Financial Literacy for Kids: Why It Matters and How to Teach It

By Ali Morgan, founder of Jonomor

Financial literacy is the ability to understand and effectively use financial skills — budgeting, saving, investing, and understanding how money works. It is not taught in the vast majority of American public schools. Children graduate high school knowing how to solve quadratic equations but not how to balance a checkbook, understand compound interest, or evaluate whether a purchase is an asset or a liability.

This is a failure of the system, not of the children. And it is a failure that compounds over time. A child who does not learn how money works by age twelve will spend decades making financial decisions without the foundation to make them well.

What Financial Literacy Looks Like at Age Six

At age six, financial literacy starts with the most basic question: what is money? Money is a tool for trading. Before money existed, people bartered — they traded goods directly. Money makes trading easier because everyone agrees it has value. A six-year-old can understand this if you explain it with concrete examples: you give the store five dollars, the store gives you a toy. The five dollars is a tool for trading.

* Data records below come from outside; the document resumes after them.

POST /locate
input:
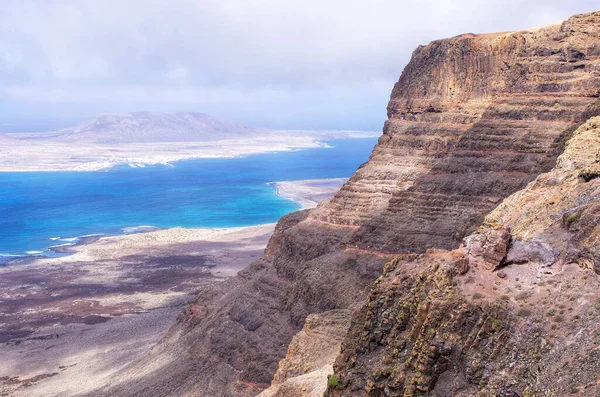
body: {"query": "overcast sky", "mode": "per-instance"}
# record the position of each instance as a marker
(275, 63)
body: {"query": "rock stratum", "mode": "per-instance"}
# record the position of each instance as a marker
(490, 244)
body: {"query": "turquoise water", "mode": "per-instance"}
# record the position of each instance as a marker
(41, 209)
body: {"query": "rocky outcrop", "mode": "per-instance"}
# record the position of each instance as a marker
(432, 326)
(310, 356)
(472, 120)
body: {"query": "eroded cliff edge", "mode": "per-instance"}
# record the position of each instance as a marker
(472, 120)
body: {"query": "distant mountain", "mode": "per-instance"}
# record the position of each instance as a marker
(140, 127)
(4, 137)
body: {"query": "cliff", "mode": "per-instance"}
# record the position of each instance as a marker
(445, 324)
(472, 120)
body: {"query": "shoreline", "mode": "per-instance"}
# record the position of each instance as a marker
(308, 192)
(65, 157)
(66, 319)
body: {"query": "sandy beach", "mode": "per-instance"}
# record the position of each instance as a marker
(308, 193)
(69, 323)
(24, 155)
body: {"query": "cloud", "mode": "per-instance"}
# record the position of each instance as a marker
(94, 56)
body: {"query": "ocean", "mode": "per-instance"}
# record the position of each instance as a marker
(43, 209)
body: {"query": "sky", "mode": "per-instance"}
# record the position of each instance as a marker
(297, 64)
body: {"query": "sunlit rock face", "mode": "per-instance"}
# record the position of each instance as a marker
(472, 120)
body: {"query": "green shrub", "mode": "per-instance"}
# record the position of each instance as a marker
(333, 381)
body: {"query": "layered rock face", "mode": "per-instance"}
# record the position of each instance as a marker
(444, 324)
(472, 120)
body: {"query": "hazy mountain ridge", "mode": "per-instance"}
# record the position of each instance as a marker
(151, 138)
(144, 127)
(472, 120)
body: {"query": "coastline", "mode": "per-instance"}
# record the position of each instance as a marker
(66, 319)
(21, 155)
(309, 192)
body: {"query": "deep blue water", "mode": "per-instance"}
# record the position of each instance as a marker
(36, 207)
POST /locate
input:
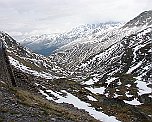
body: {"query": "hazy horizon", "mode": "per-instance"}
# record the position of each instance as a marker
(31, 17)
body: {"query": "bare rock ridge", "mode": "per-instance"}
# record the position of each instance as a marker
(5, 67)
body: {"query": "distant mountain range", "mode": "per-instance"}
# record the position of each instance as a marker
(105, 69)
(46, 44)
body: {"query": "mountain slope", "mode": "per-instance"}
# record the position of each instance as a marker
(108, 75)
(46, 44)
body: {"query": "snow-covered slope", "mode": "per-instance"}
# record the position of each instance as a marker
(25, 60)
(108, 73)
(78, 51)
(47, 43)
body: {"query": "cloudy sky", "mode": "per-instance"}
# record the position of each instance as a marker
(30, 17)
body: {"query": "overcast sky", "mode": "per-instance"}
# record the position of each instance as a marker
(30, 17)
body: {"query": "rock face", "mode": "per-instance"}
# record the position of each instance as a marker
(108, 75)
(5, 67)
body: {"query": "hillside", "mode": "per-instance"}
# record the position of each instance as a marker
(104, 75)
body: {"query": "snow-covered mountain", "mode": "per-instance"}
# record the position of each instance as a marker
(108, 73)
(79, 50)
(47, 43)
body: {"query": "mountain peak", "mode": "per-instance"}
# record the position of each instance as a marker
(145, 18)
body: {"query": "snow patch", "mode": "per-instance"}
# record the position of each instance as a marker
(71, 99)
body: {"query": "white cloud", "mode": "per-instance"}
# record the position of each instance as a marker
(51, 16)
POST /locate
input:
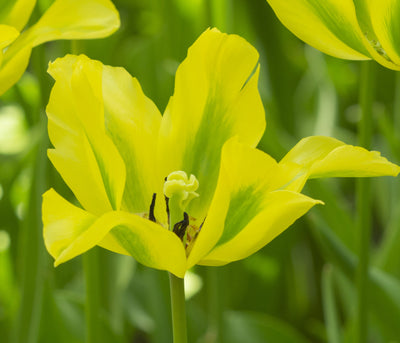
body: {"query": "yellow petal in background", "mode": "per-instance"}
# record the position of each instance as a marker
(74, 19)
(17, 13)
(330, 25)
(213, 85)
(276, 212)
(84, 155)
(253, 211)
(70, 231)
(353, 161)
(65, 19)
(329, 157)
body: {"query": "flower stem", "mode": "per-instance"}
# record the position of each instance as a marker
(364, 202)
(177, 290)
(92, 305)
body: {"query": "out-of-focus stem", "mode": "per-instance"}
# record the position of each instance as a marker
(363, 191)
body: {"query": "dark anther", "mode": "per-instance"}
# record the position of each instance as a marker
(201, 225)
(151, 212)
(180, 227)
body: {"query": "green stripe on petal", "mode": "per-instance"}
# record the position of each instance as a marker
(276, 212)
(132, 122)
(246, 176)
(330, 25)
(215, 98)
(70, 231)
(353, 161)
(84, 155)
(329, 157)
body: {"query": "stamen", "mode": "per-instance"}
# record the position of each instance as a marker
(167, 205)
(180, 227)
(152, 205)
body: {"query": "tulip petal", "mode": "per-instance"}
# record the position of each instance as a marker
(17, 13)
(329, 157)
(215, 98)
(12, 70)
(249, 183)
(330, 25)
(84, 155)
(254, 209)
(132, 122)
(70, 231)
(7, 35)
(74, 19)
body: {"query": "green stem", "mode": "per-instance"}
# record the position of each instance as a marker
(214, 331)
(177, 290)
(92, 305)
(330, 310)
(363, 191)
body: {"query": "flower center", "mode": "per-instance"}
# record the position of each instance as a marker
(179, 190)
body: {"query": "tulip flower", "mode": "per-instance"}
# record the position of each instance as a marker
(65, 19)
(349, 29)
(188, 187)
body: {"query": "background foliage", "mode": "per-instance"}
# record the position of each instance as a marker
(299, 288)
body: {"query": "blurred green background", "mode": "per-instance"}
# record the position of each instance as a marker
(299, 288)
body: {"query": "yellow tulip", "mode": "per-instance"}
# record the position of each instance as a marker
(65, 19)
(185, 188)
(349, 29)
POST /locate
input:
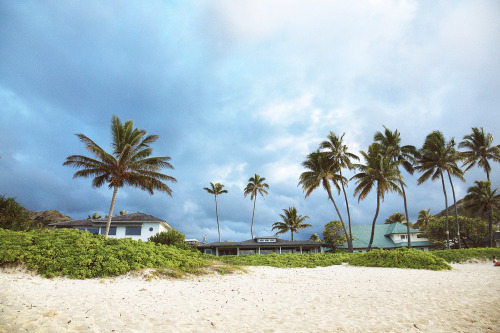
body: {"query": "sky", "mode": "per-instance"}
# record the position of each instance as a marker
(235, 88)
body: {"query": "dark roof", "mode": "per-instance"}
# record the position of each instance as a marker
(128, 218)
(253, 243)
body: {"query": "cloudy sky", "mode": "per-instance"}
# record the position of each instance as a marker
(235, 88)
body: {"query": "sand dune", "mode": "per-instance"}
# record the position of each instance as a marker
(331, 299)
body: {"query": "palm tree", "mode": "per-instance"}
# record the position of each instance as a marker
(434, 158)
(255, 186)
(291, 222)
(216, 189)
(480, 198)
(403, 155)
(379, 171)
(396, 217)
(423, 220)
(129, 164)
(454, 155)
(480, 150)
(337, 153)
(321, 172)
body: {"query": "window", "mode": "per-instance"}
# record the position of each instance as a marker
(93, 231)
(112, 231)
(266, 240)
(133, 231)
(246, 252)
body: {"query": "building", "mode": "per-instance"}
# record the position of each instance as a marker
(136, 226)
(386, 236)
(262, 245)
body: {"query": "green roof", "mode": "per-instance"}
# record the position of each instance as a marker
(381, 237)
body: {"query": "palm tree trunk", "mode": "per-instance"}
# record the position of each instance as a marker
(373, 224)
(253, 214)
(338, 212)
(490, 226)
(406, 214)
(349, 237)
(456, 211)
(446, 204)
(217, 214)
(110, 215)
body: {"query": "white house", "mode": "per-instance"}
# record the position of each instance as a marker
(136, 226)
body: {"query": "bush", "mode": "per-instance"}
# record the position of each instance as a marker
(76, 254)
(463, 255)
(400, 258)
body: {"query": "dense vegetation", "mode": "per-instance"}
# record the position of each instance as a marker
(80, 255)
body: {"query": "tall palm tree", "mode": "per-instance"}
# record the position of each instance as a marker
(129, 164)
(480, 150)
(454, 155)
(321, 172)
(216, 189)
(379, 171)
(255, 186)
(402, 155)
(434, 158)
(480, 198)
(423, 220)
(291, 222)
(339, 155)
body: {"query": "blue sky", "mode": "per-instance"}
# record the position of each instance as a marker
(235, 88)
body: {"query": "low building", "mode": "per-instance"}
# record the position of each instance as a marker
(386, 236)
(262, 245)
(138, 226)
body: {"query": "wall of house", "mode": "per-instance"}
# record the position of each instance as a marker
(148, 229)
(396, 238)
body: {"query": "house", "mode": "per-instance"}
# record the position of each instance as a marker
(192, 241)
(135, 225)
(386, 236)
(262, 245)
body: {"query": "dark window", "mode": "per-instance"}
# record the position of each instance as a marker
(93, 231)
(133, 231)
(112, 231)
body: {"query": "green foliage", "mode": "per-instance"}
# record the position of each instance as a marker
(463, 255)
(75, 254)
(473, 231)
(13, 216)
(400, 258)
(333, 234)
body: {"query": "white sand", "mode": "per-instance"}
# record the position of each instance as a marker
(331, 299)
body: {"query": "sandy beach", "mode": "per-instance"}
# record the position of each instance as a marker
(331, 299)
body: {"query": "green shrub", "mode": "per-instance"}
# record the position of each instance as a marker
(463, 255)
(81, 255)
(400, 258)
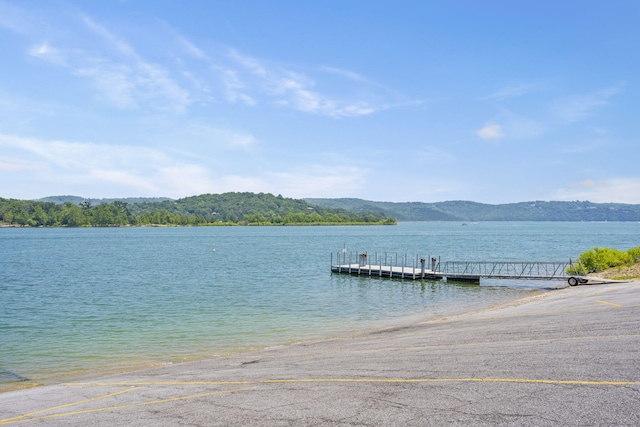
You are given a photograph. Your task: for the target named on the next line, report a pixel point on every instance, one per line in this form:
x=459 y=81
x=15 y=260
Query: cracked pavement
x=565 y=357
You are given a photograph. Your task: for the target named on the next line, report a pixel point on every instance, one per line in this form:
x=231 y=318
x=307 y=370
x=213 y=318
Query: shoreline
x=544 y=359
x=129 y=366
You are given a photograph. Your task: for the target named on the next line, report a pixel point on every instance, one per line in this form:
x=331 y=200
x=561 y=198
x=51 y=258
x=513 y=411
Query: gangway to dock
x=403 y=267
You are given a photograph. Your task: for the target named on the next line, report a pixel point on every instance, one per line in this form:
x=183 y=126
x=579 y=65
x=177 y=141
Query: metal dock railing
x=393 y=265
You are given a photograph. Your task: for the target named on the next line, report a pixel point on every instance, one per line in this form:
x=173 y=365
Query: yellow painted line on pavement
x=608 y=303
x=617 y=288
x=487 y=343
x=370 y=380
x=12 y=419
x=28 y=417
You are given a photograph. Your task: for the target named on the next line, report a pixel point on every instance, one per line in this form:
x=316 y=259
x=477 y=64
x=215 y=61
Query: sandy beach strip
x=566 y=357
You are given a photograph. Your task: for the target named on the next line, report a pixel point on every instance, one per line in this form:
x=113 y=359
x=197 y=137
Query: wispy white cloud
x=513 y=91
x=490 y=131
x=579 y=107
x=298 y=91
x=319 y=180
x=116 y=168
x=614 y=190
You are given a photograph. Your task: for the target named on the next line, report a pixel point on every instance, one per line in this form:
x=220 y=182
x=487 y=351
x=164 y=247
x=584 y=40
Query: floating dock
x=403 y=267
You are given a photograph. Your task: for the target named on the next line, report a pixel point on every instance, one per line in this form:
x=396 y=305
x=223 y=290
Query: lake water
x=77 y=301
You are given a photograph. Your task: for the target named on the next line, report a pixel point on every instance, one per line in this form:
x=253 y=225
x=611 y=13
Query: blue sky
x=490 y=101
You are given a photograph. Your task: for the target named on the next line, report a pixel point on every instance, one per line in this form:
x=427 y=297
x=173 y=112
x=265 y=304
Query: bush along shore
x=609 y=263
x=206 y=210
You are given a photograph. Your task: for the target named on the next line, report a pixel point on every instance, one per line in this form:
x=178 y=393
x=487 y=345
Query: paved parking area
x=565 y=357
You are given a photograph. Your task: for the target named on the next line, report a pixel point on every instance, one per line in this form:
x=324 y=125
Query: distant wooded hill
x=472 y=211
x=206 y=209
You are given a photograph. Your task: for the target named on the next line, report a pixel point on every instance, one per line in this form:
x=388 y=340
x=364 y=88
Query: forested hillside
x=472 y=211
x=207 y=209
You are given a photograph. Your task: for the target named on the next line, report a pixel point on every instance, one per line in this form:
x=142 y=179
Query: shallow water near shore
x=77 y=301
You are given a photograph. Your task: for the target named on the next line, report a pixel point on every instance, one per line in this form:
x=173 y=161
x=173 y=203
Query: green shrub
x=600 y=259
x=577 y=269
x=634 y=253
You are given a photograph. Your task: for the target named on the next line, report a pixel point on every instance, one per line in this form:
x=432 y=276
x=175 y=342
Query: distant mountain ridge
x=77 y=200
x=456 y=210
x=472 y=211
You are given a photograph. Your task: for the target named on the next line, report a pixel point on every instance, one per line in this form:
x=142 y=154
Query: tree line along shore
x=203 y=210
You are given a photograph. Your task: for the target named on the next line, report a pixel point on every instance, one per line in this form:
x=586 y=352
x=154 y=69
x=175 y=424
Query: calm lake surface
x=78 y=301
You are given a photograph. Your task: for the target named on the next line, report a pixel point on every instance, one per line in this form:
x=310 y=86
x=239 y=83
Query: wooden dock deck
x=463 y=271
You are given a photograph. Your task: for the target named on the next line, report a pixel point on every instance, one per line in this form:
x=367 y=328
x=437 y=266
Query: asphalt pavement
x=564 y=357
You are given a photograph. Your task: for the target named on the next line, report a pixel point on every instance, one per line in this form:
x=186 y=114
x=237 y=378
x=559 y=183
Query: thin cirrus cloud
x=575 y=108
x=490 y=131
x=132 y=170
x=513 y=91
x=174 y=82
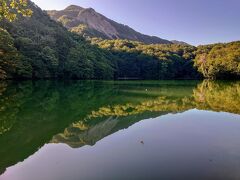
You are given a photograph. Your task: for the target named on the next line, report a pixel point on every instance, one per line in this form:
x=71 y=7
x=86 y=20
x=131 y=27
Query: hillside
x=90 y=23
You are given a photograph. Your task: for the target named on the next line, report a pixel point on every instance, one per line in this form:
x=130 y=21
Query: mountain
x=88 y=22
x=180 y=42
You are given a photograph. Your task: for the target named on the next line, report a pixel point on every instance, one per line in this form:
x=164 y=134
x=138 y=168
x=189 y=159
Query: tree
x=8 y=54
x=10 y=8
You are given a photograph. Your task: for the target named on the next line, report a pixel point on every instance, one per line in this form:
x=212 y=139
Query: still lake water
x=51 y=130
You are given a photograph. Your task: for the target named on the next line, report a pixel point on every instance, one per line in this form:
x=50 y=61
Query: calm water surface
x=76 y=130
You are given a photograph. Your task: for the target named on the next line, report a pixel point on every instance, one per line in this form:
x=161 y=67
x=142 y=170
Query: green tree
x=10 y=8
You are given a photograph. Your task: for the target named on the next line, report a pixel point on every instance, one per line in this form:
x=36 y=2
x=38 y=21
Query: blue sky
x=193 y=21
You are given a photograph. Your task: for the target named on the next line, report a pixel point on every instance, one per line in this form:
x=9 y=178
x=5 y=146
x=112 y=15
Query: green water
x=119 y=130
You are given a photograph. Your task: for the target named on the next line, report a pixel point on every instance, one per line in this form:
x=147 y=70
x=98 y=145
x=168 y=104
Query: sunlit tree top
x=10 y=8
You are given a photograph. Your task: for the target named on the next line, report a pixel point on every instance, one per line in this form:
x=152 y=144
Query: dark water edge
x=80 y=113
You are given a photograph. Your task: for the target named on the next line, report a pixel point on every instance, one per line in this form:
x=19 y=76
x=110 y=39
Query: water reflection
x=82 y=113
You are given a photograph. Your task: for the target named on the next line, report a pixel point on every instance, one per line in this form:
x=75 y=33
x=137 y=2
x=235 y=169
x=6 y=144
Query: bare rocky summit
x=88 y=22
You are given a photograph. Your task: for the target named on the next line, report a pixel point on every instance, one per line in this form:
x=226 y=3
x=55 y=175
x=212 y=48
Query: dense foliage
x=37 y=47
x=136 y=60
x=10 y=8
x=219 y=61
x=47 y=50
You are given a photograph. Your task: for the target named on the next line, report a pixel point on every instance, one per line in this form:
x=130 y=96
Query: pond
x=71 y=130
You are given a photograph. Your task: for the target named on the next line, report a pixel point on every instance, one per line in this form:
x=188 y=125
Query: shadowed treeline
x=82 y=112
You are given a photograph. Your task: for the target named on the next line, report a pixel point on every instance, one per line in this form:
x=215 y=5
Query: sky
x=193 y=21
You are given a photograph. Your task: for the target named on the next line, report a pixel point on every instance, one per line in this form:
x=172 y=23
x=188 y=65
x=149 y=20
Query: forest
x=33 y=46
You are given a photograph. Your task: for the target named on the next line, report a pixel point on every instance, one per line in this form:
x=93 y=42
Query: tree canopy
x=10 y=8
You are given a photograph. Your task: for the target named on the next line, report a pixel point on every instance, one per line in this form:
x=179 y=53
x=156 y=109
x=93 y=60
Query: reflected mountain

From there, the concepts build: coins and bills are types of money. A credit card is not free money — it is borrowed money that must be paid back. Saving means keeping money for later instead of spending it now. These are the building blocks that every child should have before they enter second grade.

What Financial Literacy Looks Like at Age Nine

By age nine, a child can understand budgeting, the difference between needs and wants, how businesses make money, and the basics of compound interest. The AI tutor inside Evenfield teaches these concepts using real-world scenarios: "You have twenty dollars. List three things you could do with it. Which choice is smartest and why?"

The goal is not to make children into accountants. The goal is to build a mindset: money is a tool you control. Every financial decision has consequences. The earlier a child internalizes this, the better equipped they are for adulthood.

How Evenfield Teaches Financial Literacy

Financial literacy is one of sixteen subjects in the Evenfield curriculum. It is taught once per week across a 36-week school year, totaling 36 structured lessons per age group. Each lesson has a learning objective, lesson content, guided questions for the instructor, an activity, and an assessment. The AI tutor delivers the lesson conversationally, adapting to each student's responses in real time.

The curriculum connects financial literacy to entrepreneurship — because understanding money is inseparable from understanding how value is created. Every financial concept is taught through the lens of ownership: money is a tool you use, not something that happens to you.